Ao menos 95 pessoas morreram neste sábado no atentado mais grave da histórica turca, lançado provavelmente por dois suicidas contra uma manifestação pacifista da oposição pró-curda, a três semanas das eleições legislativas antecipadas.
Segundo o gabinete do primeiro-ministro turco, Ahmet Davutoglu, o ataque deixou 95 mortos e 246 feridos, sendo 48 em estado muito grave.
Às 10h04 locais (04h04 de Brasília) duas fortes explosões atingiram os arredores da estação de trem central de Ancara. Ali deveria ser realizada uma manifestação opositora em favor da paz, para denunciar a retomada há três meses do conflito entre as forças turcas e os rebeldes do Partido dos Trabalhadores do Curdistão (PKK).

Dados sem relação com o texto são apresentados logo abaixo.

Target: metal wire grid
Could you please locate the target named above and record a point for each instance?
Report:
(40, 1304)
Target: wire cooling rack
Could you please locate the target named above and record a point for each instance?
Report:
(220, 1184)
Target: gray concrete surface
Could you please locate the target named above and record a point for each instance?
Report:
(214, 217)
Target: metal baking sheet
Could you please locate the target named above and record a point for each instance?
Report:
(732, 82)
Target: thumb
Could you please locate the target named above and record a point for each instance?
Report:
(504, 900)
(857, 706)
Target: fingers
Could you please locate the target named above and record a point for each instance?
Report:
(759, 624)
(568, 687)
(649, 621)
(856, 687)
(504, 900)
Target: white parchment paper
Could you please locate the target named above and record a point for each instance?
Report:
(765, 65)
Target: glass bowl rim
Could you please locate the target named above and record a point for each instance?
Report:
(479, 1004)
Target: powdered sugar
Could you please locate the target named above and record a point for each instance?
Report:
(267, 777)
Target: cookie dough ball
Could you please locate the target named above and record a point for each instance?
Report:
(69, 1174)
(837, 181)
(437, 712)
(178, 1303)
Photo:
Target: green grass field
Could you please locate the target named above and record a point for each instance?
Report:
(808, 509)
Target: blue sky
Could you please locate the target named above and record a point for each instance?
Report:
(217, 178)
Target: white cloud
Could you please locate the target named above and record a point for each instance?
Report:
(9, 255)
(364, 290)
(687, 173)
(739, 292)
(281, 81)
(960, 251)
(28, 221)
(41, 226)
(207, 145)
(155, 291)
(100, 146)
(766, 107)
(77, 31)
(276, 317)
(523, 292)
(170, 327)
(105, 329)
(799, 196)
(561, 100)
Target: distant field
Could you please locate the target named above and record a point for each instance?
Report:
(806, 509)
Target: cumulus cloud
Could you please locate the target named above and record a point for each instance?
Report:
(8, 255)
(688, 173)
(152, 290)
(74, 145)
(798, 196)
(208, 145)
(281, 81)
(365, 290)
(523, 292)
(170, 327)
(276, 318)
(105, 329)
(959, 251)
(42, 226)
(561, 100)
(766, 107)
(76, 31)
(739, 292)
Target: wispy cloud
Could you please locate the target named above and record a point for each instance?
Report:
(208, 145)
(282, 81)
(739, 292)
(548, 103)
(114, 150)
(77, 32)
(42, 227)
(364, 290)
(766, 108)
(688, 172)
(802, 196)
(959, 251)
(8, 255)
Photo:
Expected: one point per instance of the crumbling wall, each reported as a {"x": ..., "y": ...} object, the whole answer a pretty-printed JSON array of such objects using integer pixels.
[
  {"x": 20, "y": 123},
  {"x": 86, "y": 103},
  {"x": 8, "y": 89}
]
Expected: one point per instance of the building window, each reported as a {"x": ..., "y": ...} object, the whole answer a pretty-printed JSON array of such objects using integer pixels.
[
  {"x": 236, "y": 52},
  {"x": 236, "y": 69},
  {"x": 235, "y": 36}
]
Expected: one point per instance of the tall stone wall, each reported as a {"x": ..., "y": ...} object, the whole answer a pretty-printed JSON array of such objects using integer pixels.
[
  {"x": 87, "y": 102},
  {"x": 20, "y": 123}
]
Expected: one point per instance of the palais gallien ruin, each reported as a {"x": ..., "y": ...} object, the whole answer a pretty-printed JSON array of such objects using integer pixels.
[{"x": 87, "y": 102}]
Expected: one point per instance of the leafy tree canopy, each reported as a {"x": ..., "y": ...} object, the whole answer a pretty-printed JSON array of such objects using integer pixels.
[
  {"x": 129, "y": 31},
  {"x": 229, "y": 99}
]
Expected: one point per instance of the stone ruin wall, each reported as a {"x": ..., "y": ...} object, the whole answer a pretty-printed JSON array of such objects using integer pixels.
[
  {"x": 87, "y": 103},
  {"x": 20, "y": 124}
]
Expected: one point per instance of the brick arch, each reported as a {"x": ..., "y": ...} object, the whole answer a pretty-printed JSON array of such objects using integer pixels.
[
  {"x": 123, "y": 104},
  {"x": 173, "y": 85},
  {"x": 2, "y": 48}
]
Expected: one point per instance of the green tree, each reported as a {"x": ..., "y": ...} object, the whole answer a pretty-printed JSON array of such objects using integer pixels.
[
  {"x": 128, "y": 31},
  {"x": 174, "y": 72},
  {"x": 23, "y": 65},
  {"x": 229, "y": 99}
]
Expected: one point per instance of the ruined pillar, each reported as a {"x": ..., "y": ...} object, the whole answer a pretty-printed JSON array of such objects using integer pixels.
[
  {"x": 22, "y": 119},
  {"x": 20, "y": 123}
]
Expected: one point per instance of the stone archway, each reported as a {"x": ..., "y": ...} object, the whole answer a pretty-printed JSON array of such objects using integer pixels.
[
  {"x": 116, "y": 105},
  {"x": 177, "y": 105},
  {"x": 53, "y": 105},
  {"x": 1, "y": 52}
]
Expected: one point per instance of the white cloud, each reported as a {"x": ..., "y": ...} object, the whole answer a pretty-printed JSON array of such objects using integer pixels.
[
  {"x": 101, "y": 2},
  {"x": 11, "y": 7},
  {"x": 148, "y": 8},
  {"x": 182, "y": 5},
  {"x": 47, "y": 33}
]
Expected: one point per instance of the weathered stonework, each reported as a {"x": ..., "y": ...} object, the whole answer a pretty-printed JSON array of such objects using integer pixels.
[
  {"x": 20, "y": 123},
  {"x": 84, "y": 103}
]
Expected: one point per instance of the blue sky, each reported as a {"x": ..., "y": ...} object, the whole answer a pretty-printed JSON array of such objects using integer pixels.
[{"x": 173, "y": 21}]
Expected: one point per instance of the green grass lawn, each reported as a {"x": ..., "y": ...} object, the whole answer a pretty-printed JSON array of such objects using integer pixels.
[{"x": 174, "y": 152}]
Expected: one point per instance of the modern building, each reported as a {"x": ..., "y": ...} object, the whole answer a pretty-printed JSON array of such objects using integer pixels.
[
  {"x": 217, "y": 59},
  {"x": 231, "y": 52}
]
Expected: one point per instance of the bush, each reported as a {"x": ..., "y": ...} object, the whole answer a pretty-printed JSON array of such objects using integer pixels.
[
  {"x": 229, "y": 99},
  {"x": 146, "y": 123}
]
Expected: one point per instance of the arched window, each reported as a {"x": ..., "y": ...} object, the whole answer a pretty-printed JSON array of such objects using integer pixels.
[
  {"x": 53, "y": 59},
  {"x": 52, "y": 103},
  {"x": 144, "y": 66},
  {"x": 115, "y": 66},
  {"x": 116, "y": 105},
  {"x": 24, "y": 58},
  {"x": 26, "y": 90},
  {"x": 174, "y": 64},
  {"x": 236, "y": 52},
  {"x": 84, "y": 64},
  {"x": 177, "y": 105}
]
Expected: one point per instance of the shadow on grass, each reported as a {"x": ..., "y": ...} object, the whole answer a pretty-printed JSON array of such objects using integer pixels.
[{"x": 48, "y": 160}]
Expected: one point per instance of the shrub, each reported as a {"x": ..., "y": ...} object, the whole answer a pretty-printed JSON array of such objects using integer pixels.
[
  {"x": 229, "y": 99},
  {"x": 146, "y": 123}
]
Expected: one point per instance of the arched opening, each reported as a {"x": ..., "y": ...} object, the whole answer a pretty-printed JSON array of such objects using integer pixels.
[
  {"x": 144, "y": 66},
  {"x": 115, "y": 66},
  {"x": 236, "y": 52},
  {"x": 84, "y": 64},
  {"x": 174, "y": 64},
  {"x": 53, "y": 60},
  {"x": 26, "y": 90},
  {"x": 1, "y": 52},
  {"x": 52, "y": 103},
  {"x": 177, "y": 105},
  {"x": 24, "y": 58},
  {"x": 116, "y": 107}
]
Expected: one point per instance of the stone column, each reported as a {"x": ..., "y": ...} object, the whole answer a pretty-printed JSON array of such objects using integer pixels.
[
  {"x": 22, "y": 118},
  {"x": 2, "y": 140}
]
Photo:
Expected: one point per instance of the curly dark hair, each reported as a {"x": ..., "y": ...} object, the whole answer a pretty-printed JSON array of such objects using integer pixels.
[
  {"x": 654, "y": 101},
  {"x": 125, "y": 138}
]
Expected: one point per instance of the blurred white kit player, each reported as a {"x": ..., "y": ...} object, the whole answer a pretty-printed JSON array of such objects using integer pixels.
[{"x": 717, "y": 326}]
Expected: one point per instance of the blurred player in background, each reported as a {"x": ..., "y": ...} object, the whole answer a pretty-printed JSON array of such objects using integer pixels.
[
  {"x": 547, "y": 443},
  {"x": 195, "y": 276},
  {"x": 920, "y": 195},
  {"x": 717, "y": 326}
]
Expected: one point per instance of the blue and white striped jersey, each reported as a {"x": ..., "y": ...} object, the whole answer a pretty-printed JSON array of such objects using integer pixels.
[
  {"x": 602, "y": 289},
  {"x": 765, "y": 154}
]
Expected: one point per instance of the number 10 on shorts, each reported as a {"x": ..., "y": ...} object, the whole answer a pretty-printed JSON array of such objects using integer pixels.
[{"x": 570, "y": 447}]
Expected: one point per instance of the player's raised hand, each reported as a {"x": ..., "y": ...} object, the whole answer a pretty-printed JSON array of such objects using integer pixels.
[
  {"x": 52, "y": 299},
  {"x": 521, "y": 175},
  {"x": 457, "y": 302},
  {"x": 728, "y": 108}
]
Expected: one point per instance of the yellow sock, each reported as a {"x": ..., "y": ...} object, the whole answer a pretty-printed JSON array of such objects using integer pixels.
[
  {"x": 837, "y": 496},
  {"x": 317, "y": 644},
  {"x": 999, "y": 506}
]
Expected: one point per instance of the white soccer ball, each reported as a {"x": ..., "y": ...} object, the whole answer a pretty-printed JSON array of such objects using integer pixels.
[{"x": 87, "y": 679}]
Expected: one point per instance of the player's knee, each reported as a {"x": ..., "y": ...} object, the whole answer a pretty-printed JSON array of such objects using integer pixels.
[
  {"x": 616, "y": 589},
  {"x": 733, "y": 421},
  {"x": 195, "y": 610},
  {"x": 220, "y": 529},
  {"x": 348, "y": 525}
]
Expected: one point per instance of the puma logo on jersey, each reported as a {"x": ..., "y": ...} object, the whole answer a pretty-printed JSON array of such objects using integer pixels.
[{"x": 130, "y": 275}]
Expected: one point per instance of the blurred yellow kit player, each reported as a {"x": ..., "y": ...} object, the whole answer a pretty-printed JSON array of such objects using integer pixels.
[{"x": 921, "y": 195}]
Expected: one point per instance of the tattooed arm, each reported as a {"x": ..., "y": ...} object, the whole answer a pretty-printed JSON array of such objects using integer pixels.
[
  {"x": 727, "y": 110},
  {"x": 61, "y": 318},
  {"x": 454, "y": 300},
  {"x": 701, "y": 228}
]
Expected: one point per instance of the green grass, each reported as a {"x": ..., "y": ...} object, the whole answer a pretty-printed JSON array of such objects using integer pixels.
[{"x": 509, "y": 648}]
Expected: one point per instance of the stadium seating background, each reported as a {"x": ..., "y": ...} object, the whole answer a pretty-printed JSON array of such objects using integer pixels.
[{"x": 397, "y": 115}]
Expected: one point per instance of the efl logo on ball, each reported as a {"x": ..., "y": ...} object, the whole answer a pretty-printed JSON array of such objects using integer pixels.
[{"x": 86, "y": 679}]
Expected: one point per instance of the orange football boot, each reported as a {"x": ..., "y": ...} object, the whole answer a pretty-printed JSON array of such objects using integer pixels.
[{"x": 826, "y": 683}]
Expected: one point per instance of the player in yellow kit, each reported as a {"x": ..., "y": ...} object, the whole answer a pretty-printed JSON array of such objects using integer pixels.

A esta hora já estavam reunidas no local as delegações de sindicatos e partidos políticos de esquerda, entre eles o principal grupo pró-curdo do país, o HDP, que chegaram de toda a Turquia para participar da manifestação.
- Ouvimos uma explosão forte e outra pequena. Ocorreu um grande movimento de pânico, e depois vimos cadáveres na esplanada da estação - declarou à AFP Ahmet Onen, um aposentado de 52 anos.
- Existem provas claras que demonstram que este ataque foi lançado por dois suicidas - afirmou à imprensa o primeiro-ministro turco, Ahmed Davutoglu, que também anunciou três dias de luto nacional pela tragédia.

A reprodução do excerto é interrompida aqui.